Hopkins’ miscues have been surprising, as he helped save the season a year ago after things went south quickly with Cade York, culminating in a disastrous final preseason game in Kansas City. GM Andrew Berry acted quickly, acquiring Hopkins in a trade with the Chargers after he lost a preseason kicking battle to Cameron Dicker.
In 2023, he made 33-of-36 field goals, including all eight of his attempts from 50-plus yards, and made game-winning kicks against the Ravens and Steelers in back-to-back weeks.

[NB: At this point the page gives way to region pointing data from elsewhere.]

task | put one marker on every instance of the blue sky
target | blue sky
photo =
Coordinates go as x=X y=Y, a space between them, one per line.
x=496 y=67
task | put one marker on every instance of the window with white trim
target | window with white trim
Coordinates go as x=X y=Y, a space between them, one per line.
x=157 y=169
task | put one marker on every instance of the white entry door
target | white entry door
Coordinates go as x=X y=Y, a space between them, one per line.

In Week 7 against the Colts, he made all four of his field goal attempts in a one-point victory, including two from 54 yards and one from 58, his career long.
The Browns repaid Hopkins, for that year — literally — with a three-year, $15.9 million deal, locking him up through 2027. The deal at the time made him the fifth-highest paid kicker in the league at $5.3 million per year.
As it stands this season, Hopkins is 8-of-10 on PATs and 10-of-13 on field goals.
So, was Sunday just one of those days? Or is Hopkins fighting through something mechanical?
“I guess they’re one in the same sometimes,” Hopkins said. “Honestly, week of practice, I felt like I put the work in and sometimes it just doesn’t come to fruition on Sunday. The saying is, hard work doesn’t guarantee success, but at least hopefully it puts you in a position to be successful. And today was one of those days where it didn’t come to fruition.”